Choose eye and face protection to be worn with the type of respirator used, but exercise care to ensure the eye or face protection does not interfere with the seal of the respirator.
Consult NIOSH’s list of approved N95 FFRs and warnings about counterfeit respirators or misrepresentation of NIOSH approval.
Assign a suitably trained program administrator to oversee all elements of the program, such as an infection prevention and control practitioner or a nurse administrator, or consider hiring a local industrial hygiene consulting service if no suitably trained administrator is available on staff.

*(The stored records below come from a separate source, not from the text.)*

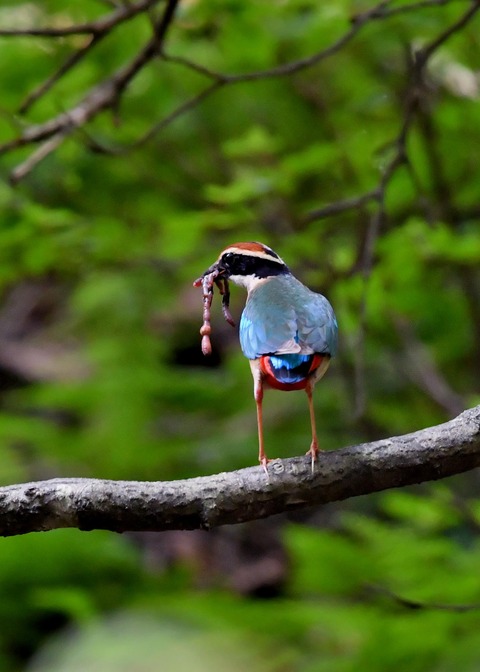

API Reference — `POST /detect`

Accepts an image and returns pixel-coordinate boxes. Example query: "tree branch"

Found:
[0,406,480,536]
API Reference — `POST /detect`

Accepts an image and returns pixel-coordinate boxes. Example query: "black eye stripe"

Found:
[220,252,289,278]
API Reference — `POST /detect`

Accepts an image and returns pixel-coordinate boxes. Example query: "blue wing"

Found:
[240,275,338,359]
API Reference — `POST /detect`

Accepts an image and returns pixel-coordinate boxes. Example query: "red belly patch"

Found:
[260,354,325,392]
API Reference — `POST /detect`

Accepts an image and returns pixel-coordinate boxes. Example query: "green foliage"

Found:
[0,0,480,672]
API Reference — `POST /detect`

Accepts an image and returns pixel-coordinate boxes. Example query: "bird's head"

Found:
[202,242,290,291]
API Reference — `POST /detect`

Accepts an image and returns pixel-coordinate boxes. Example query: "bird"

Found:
[194,242,338,476]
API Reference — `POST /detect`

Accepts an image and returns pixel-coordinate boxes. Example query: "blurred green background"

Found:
[0,0,480,672]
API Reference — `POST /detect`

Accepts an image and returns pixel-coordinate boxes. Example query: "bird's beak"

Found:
[202,260,230,278]
[193,261,230,287]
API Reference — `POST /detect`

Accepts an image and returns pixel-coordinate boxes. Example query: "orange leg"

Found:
[254,379,270,476]
[305,381,320,474]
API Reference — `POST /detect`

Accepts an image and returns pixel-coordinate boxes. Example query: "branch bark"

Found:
[0,406,480,536]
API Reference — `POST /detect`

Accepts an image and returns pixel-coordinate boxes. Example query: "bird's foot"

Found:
[305,439,320,474]
[258,455,271,478]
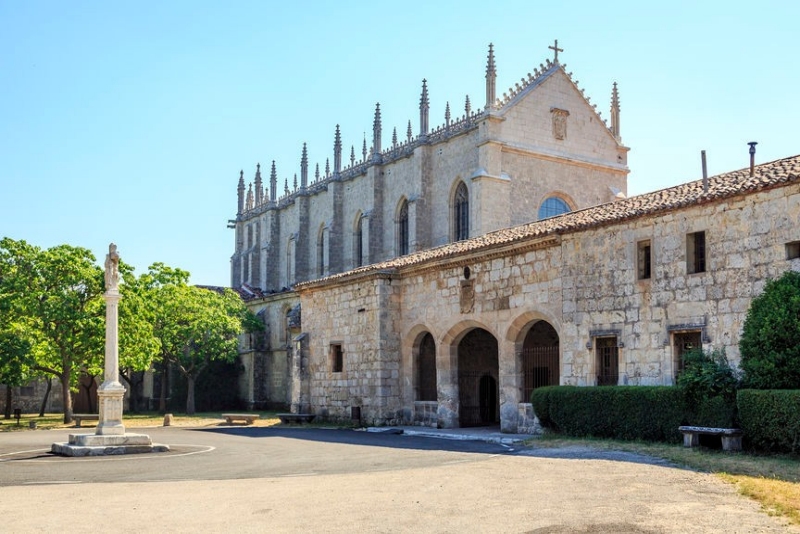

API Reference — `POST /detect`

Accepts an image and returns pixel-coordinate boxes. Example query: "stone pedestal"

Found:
[50,243,169,456]
[50,434,169,456]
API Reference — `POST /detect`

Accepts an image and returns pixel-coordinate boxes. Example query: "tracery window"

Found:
[397,200,409,256]
[353,215,364,267]
[453,182,469,241]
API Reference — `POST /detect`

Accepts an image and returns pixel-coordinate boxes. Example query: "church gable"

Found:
[497,64,625,164]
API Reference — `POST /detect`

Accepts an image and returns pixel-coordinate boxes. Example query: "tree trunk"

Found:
[158,362,169,413]
[186,375,194,415]
[39,376,53,417]
[5,384,11,419]
[59,370,72,424]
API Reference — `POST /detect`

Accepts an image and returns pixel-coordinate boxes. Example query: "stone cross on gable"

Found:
[547,39,564,63]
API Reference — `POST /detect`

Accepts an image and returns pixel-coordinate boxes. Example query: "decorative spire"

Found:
[486,43,497,109]
[236,170,244,215]
[611,82,622,141]
[419,78,431,136]
[256,163,264,206]
[372,102,381,159]
[294,143,308,190]
[269,160,278,202]
[333,124,342,176]
[547,39,564,65]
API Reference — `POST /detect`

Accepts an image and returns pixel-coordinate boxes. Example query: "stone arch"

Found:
[449,177,470,241]
[394,196,411,256]
[437,319,500,427]
[353,210,366,267]
[536,190,578,220]
[506,311,561,403]
[316,223,329,278]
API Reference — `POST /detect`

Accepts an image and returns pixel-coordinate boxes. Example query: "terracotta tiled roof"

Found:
[296,155,800,288]
[196,284,266,302]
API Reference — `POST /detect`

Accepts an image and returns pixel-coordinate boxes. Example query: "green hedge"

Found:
[531,386,692,443]
[736,389,800,453]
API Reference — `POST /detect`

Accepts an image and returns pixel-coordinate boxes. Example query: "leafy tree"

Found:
[119,262,160,412]
[739,271,800,389]
[0,238,104,423]
[155,283,260,414]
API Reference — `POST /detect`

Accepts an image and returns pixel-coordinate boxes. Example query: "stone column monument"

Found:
[51,243,169,456]
[96,243,125,436]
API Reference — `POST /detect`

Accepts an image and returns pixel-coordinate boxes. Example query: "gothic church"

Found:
[231,41,800,432]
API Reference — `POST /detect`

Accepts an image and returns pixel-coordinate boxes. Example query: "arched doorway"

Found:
[521,321,561,402]
[458,328,500,427]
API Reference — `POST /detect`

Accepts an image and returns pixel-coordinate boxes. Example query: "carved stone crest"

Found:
[461,280,475,313]
[550,108,569,141]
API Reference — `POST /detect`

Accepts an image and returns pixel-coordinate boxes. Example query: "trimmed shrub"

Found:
[737,389,800,453]
[739,271,800,389]
[531,386,687,442]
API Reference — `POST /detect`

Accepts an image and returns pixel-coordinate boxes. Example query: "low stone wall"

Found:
[517,402,542,434]
[414,401,439,428]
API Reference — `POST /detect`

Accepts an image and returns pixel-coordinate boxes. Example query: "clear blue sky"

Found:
[0,0,800,285]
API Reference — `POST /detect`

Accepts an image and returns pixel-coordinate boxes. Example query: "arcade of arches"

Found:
[413,320,560,427]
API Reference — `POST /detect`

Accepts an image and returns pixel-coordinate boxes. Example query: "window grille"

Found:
[595,337,619,386]
[453,182,469,241]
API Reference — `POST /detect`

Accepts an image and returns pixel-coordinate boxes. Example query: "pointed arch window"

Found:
[538,197,572,220]
[354,215,364,267]
[397,200,409,256]
[453,182,469,241]
[317,225,325,276]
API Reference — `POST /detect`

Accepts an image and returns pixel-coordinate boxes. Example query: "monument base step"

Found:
[50,434,169,456]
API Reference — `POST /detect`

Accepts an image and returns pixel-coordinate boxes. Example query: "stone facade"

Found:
[296,157,800,432]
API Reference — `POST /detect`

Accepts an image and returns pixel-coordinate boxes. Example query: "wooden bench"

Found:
[72,413,100,428]
[678,426,742,451]
[222,413,261,425]
[278,413,316,424]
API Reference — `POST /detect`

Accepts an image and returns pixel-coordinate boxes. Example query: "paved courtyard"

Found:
[0,427,797,533]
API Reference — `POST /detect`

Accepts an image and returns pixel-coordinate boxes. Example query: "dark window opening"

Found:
[595,337,619,386]
[636,240,653,280]
[331,343,344,373]
[397,201,409,256]
[672,331,703,378]
[453,182,469,241]
[786,241,800,260]
[417,334,437,401]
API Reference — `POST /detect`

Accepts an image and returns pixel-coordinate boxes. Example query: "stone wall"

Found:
[294,180,800,432]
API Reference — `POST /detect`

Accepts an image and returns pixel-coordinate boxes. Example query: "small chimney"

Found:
[700,150,708,194]
[747,141,758,178]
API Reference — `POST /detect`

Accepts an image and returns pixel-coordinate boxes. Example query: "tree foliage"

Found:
[155,281,258,414]
[0,242,104,423]
[739,271,800,389]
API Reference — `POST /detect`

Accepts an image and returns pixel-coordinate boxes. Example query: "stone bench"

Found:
[222,413,261,425]
[678,426,742,451]
[72,413,100,428]
[278,413,316,424]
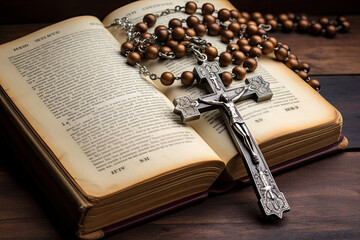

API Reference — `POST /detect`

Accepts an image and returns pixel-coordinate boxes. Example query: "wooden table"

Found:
[0,12,360,240]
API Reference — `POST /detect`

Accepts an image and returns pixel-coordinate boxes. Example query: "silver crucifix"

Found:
[174,61,290,218]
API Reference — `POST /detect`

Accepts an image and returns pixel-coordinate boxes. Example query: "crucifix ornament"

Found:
[174,60,290,218]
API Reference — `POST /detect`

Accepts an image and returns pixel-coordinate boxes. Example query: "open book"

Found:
[0,0,347,238]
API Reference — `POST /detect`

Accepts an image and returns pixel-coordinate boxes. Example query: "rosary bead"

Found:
[261,40,274,54]
[249,47,262,58]
[221,29,235,43]
[180,71,195,86]
[232,51,245,65]
[243,58,257,72]
[249,35,264,46]
[205,46,218,61]
[226,43,240,53]
[166,39,179,49]
[240,45,251,55]
[230,10,241,19]
[308,79,321,91]
[208,23,221,36]
[143,13,156,27]
[203,14,216,24]
[134,22,147,33]
[194,23,206,37]
[185,2,197,14]
[298,62,310,72]
[120,41,135,55]
[159,46,172,60]
[218,8,231,22]
[221,71,233,87]
[275,47,288,61]
[219,52,232,67]
[310,23,322,36]
[228,22,241,35]
[169,18,182,29]
[282,20,294,32]
[232,66,246,80]
[267,19,277,32]
[285,58,299,70]
[268,37,278,47]
[172,27,185,41]
[296,71,309,80]
[126,52,141,65]
[246,23,258,36]
[185,28,196,37]
[174,44,186,58]
[186,15,200,28]
[297,19,309,33]
[201,3,215,15]
[145,45,159,59]
[325,25,336,38]
[236,38,249,47]
[160,72,175,86]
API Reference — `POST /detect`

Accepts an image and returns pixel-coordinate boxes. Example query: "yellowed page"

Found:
[0,17,219,197]
[103,0,342,166]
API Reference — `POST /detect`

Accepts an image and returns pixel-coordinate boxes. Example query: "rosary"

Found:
[109,1,350,218]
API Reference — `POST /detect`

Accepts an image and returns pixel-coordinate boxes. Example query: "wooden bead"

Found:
[261,41,274,54]
[120,41,135,55]
[159,46,172,60]
[205,46,218,61]
[221,29,235,43]
[236,38,249,47]
[219,52,232,67]
[143,13,156,27]
[228,22,241,36]
[169,18,182,29]
[310,23,322,36]
[180,71,195,86]
[297,19,309,33]
[275,47,288,61]
[172,27,185,41]
[185,2,197,14]
[285,58,299,70]
[243,58,257,72]
[194,23,206,37]
[126,52,141,65]
[185,28,196,37]
[232,66,246,80]
[221,71,233,87]
[218,8,231,22]
[296,71,309,80]
[160,72,175,86]
[325,25,336,38]
[208,23,221,36]
[226,43,240,53]
[145,45,159,59]
[308,79,321,91]
[186,15,200,28]
[134,22,147,33]
[298,62,310,72]
[249,47,262,58]
[246,23,258,36]
[201,3,215,15]
[249,35,264,46]
[203,14,216,24]
[232,51,245,65]
[174,44,186,58]
[281,20,294,32]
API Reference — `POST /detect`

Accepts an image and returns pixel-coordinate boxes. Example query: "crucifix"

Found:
[174,60,290,218]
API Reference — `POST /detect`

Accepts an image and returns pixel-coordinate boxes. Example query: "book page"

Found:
[0,17,219,197]
[103,0,342,165]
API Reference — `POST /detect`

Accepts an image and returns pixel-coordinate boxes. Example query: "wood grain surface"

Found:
[0,1,360,240]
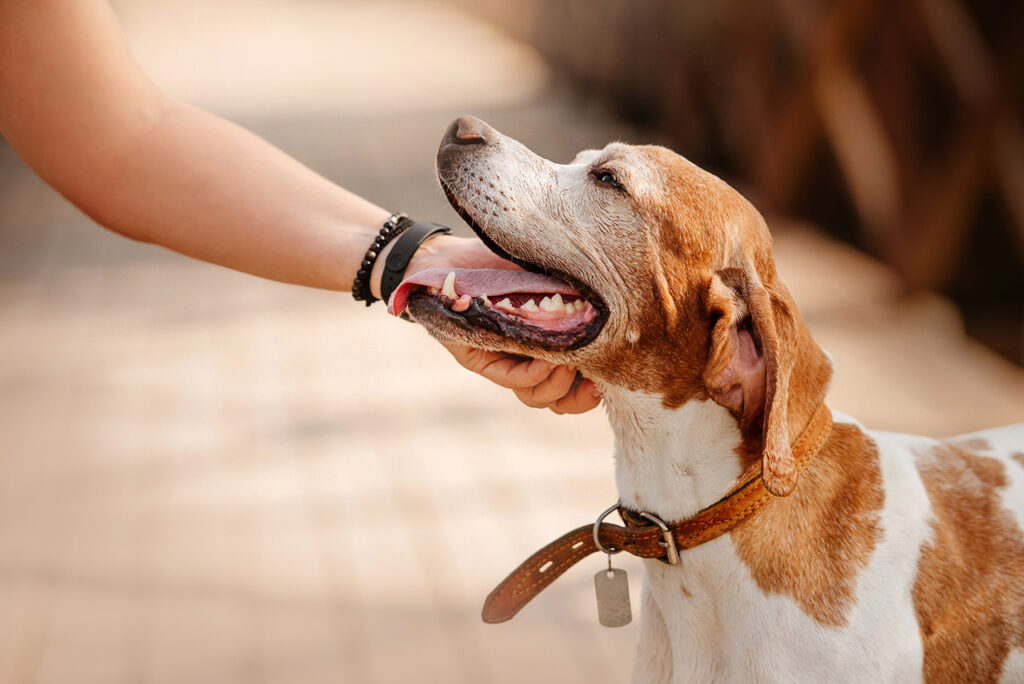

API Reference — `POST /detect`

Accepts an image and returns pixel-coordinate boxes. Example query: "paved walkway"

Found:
[0,0,1024,684]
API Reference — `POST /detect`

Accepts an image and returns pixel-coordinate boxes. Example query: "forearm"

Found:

Conduct a risk assessment to identify which workers are at risk of exposure to any airborne hazards such as SARS-CoV-2, tuberculosis (TB), Legionella, or certain hazardous chemicals, and classify exposure risk to SARS-CoV-2, according to OSHA’s four risk exposure levels.
Implement procedures for performing medical evaluations of workers required to use respirators to determine their ability to safely wear a respirator before needing to wear one in the workplace; identify a physician or other licensed healthcare professional who can conduct medical evaluations and maintain confidentiality.
Ensure that any worker using a tight-fitting respirator is fit tested following OSHA-approved fit-test protocols before initial use and whenever a different respirator size, style, model, or make is used.
Establish procedures and schedules for the maintenance and storage of any respirators used beyond a single use, including procedures for cleaning, disinfecting, storing, repairing, and discarding respirators.
Train workers who wear respirators on how to properly put them on (donning) and take them off (doffing), as well as how to conduct proper user seal checks and recognize respiratory hazards in their workplace and the capabilities and limitations of respirators.